Install the Helm chart for each zone#
After following the steps above and creating the zone-specific values files, the collection of Helm values should be structurally similar to the example below:
storage:
use: azure
azure:
# Azure storage account container name.
bucket: my-container
endpoint: https://mystorageaccount.blob.core.windows.net
bufstream:
deployment:
podLabels:
azure.workload.identity/use: "true"
serviceAccount:
annotations:
azure.workload.identity/client-id: <managed identity client id>
metadata:
use: postgres
postgres:
secretName: bufstream-postgres
nameOverride: bufstream-<zone1>
name: bufstream-<zone1>
bufstream:
serviceAccount:
name: bufstream-service-account-<zone1>
deployment:
replicaCount: 2
affinity:
nodeAffinity:
requiredDuringSchedulingIgnoredDuringExecution:
nodeSelectorTerms:
- matchExpressions:
- key: topology.kubernetes.io/zone
operator: In
values:
- <zone1>
kafka:
publicAddress:
host: bufstream-<zone1>.bufstream.svc.cluster.local
port: 9092
To deploy a zone-aware Bufstream using the bufstream-values.yaml
Helm values file, install the Helm chart for the cluster, set the target
Bufstream version, and supply the ZONES
variable:
$ for ZONE in $ZONES; do
helm install "bufstream-${ZONE}" oci://us-docker.pkg.dev/buf-images-1/buf/charts/bufstream \
--version "<version>" \
--namespace=bufstream \
--values bufstream-values.yaml \
--values "bufstream-${ZONE}-values.yaml"
done
If you change any configuration in the bufstream-values.yaml
file, re-run the Helm install command to apply the changes.

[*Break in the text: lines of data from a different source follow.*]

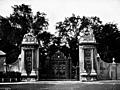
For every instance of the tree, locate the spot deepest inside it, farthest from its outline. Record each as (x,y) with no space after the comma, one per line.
(14,27)
(70,29)
(107,36)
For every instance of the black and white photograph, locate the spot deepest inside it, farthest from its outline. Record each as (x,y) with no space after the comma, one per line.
(59,44)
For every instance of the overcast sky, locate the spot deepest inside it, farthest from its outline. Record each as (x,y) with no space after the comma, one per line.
(57,10)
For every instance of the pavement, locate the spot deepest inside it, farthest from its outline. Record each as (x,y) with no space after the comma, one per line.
(62,85)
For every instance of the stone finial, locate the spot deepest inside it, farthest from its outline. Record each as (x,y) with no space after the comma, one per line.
(29,38)
(113,61)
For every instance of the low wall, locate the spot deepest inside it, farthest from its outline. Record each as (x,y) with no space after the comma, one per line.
(108,71)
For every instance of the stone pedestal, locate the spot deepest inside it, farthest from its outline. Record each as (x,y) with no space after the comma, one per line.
(87,56)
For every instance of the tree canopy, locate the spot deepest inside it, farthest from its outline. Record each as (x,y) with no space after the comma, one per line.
(106,35)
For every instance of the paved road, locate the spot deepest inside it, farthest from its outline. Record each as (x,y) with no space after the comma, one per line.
(63,85)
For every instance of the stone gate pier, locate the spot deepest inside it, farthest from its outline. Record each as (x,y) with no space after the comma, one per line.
(87,56)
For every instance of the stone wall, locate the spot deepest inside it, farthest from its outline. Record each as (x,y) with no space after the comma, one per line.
(108,71)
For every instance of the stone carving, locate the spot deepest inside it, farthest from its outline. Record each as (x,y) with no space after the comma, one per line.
(29,38)
(86,35)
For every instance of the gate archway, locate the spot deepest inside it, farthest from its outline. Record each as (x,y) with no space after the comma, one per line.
(60,66)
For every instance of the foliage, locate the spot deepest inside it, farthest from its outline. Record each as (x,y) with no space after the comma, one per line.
(106,35)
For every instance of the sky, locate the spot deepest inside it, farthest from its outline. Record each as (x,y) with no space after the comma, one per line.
(57,10)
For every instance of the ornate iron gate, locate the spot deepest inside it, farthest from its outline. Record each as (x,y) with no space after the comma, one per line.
(59,66)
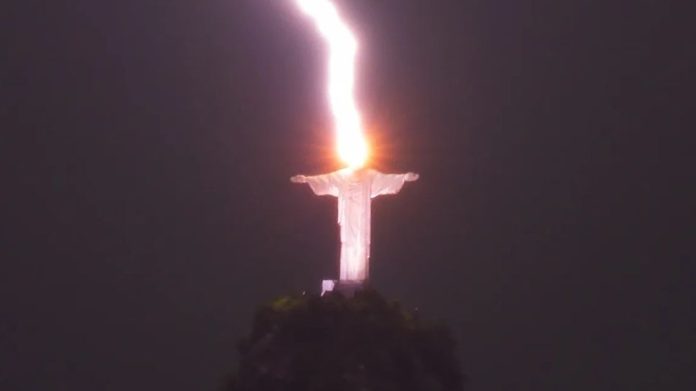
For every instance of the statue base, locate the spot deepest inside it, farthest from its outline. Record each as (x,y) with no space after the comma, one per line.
(345,287)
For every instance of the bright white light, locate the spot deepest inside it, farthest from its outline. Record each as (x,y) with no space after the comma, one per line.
(350,139)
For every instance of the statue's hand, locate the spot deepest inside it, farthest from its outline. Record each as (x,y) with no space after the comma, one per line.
(298,179)
(411,177)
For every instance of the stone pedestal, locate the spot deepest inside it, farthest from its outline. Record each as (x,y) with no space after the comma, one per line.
(346,287)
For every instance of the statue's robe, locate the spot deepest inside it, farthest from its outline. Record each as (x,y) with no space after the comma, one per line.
(354,190)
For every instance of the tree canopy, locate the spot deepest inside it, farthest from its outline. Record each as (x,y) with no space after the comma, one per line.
(330,342)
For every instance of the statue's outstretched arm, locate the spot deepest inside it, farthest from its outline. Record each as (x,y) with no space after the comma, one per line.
(320,184)
(390,183)
(411,177)
(298,179)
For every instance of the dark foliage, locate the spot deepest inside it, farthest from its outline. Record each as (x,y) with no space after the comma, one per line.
(313,343)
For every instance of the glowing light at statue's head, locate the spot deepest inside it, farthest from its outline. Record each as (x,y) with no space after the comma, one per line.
(350,139)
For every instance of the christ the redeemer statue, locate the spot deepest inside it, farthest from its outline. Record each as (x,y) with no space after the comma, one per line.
(354,189)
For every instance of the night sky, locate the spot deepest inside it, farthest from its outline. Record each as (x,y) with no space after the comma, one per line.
(147,147)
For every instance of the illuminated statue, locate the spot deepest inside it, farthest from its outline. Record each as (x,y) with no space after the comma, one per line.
(354,189)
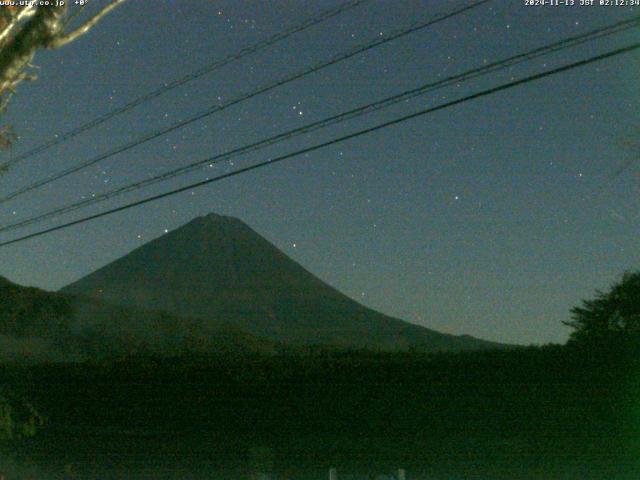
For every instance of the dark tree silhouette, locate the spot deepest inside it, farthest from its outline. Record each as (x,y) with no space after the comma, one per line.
(610,318)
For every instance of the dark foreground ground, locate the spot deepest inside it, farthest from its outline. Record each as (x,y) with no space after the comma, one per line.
(534,413)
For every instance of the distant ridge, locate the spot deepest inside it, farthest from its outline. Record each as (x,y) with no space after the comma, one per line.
(217,269)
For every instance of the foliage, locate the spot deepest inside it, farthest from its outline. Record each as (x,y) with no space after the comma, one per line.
(18,418)
(611,318)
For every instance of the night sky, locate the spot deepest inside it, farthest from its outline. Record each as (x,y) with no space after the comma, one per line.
(491,218)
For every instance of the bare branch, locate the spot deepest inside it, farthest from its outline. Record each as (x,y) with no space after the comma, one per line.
(61,40)
(23,14)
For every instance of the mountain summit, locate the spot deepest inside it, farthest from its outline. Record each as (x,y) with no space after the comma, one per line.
(217,269)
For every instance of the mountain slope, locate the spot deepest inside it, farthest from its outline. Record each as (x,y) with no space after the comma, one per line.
(37,326)
(218,269)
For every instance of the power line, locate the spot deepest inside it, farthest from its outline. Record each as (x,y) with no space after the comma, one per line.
(217,108)
(344,116)
(319,146)
(251,49)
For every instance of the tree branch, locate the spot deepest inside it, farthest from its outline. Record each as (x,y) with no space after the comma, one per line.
(61,40)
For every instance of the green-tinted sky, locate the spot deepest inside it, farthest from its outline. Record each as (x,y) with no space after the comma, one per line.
(492,218)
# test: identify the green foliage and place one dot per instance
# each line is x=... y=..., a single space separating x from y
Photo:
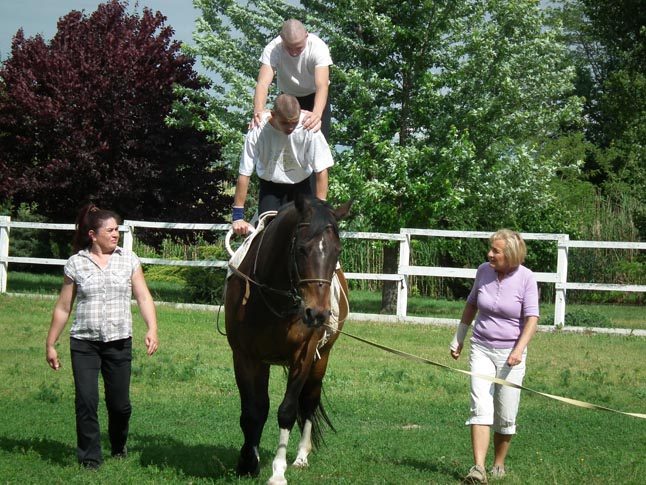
x=586 y=318
x=608 y=46
x=446 y=114
x=83 y=117
x=206 y=285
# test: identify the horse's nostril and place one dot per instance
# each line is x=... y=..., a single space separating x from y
x=316 y=317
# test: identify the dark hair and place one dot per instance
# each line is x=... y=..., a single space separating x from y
x=90 y=218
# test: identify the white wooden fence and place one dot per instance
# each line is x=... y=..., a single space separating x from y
x=404 y=270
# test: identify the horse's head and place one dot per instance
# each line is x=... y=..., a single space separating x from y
x=316 y=248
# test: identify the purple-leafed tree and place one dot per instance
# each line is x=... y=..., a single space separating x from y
x=82 y=117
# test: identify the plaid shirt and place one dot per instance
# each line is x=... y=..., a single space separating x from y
x=103 y=295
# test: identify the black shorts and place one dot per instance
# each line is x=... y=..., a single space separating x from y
x=273 y=195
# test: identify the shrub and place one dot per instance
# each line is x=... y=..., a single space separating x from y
x=205 y=285
x=586 y=318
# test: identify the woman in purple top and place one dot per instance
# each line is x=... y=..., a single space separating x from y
x=504 y=302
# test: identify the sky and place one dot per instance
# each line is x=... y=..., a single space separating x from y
x=41 y=17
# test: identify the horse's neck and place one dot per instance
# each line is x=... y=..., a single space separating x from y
x=274 y=254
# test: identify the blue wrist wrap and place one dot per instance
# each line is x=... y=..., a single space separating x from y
x=238 y=214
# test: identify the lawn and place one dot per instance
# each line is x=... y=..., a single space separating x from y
x=616 y=316
x=397 y=421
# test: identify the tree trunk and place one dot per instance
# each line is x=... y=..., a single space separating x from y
x=389 y=289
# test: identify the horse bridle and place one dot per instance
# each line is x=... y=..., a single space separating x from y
x=291 y=293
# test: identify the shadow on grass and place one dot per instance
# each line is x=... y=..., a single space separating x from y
x=434 y=466
x=200 y=461
x=55 y=452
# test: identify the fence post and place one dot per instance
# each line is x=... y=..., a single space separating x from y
x=128 y=231
x=4 y=252
x=402 y=286
x=561 y=276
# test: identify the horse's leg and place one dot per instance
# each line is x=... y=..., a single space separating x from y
x=252 y=379
x=287 y=412
x=309 y=402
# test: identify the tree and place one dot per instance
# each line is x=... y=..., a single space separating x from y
x=608 y=40
x=446 y=113
x=82 y=118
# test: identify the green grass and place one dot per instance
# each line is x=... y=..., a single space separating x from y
x=397 y=421
x=620 y=316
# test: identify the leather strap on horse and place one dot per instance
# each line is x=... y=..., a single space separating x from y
x=574 y=402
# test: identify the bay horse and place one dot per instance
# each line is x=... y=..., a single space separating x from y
x=277 y=312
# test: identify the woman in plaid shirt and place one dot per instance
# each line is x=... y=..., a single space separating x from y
x=103 y=276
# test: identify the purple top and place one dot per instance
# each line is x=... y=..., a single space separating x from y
x=502 y=305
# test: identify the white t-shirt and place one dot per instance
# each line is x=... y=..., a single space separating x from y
x=281 y=158
x=295 y=75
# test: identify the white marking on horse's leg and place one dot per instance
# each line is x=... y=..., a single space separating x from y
x=279 y=465
x=304 y=446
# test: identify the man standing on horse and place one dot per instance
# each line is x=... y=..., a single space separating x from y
x=284 y=155
x=302 y=63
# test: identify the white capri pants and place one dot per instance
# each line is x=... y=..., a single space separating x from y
x=493 y=404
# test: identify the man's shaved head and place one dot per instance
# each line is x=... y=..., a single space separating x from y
x=293 y=31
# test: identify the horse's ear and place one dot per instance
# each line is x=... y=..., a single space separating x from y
x=343 y=210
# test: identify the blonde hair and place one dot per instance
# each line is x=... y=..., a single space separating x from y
x=515 y=249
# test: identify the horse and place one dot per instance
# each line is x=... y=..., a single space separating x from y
x=277 y=312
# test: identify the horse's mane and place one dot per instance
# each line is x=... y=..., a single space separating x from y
x=319 y=214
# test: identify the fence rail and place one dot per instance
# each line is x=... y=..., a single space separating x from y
x=404 y=269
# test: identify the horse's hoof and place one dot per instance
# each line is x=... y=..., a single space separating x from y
x=277 y=481
x=248 y=468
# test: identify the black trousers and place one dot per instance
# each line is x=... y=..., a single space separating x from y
x=113 y=360
x=273 y=195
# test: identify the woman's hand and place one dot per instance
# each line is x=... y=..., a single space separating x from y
x=152 y=343
x=52 y=357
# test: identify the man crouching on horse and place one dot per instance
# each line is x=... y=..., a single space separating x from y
x=285 y=155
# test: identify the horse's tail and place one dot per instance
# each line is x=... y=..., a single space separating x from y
x=318 y=418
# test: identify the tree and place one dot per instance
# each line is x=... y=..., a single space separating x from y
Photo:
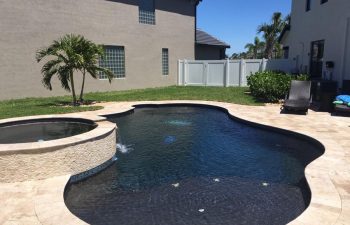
x=91 y=54
x=271 y=32
x=67 y=55
x=255 y=48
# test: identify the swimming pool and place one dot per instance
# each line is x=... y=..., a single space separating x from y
x=196 y=165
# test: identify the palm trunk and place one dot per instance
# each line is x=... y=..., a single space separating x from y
x=268 y=50
x=82 y=88
x=72 y=87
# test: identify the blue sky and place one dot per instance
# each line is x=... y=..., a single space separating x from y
x=236 y=21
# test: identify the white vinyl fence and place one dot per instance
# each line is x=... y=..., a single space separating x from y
x=226 y=72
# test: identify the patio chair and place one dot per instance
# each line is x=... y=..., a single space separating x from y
x=299 y=97
x=344 y=91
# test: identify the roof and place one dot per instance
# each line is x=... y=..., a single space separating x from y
x=204 y=38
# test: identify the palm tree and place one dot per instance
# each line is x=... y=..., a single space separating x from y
x=256 y=47
x=92 y=53
x=271 y=33
x=64 y=59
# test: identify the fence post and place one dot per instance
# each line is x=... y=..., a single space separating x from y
x=178 y=72
x=263 y=66
x=227 y=74
x=241 y=71
x=184 y=72
x=206 y=72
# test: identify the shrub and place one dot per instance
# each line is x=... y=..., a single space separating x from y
x=271 y=86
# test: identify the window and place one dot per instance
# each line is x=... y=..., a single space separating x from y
x=308 y=5
x=147 y=12
x=286 y=52
x=165 y=61
x=113 y=60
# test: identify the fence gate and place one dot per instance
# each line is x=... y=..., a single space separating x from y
x=226 y=73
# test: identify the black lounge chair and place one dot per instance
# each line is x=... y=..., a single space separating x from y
x=344 y=91
x=299 y=97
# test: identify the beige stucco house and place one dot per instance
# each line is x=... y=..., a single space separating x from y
x=319 y=35
x=144 y=39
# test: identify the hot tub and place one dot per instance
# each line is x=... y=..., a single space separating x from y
x=41 y=147
x=40 y=130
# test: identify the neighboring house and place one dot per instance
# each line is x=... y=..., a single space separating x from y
x=319 y=32
x=144 y=39
x=209 y=47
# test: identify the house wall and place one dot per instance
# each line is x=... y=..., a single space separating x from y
x=329 y=22
x=29 y=25
x=205 y=52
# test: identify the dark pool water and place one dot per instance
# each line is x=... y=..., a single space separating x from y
x=42 y=130
x=194 y=165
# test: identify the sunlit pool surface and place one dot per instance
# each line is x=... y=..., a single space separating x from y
x=195 y=165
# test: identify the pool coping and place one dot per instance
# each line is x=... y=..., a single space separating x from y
x=329 y=202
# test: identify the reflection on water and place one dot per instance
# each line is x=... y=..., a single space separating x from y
x=213 y=170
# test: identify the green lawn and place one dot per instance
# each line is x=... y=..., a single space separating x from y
x=58 y=105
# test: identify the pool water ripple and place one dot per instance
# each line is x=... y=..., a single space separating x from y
x=201 y=167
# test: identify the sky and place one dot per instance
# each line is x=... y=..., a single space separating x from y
x=235 y=21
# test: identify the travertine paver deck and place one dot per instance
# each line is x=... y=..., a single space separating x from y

Create a regional service for the cluster#
Create a regional service which creates a bootstrap address for Bufstream across all the zones.
$ cat <<EOF | kubectl apply -f -
---
apiVersion: v1
kind: Service
metadata:
labels:
bufstream.buf.build/cluster: bufstream
name: bufstream
namespace: bufstream
spec:
type: ClusterIP
ports:
- name: connect
port: 8080
protocol: TCP
targetPort: 8080
- name: admin
port: 9089
protocol: TCP
targetPort: 9089
- name: kafka
port: 9092
protocol: TCP
targetPort: 9092
selector:
bufstream.buf.build/cluster: bufstream
EOF
Running CLI commands#
Once you've deployed, you can run the Bufstream CLI commands directly using kubectl exec bufstream <command>
on the running Bufstream pods.
You don't need to install anything else.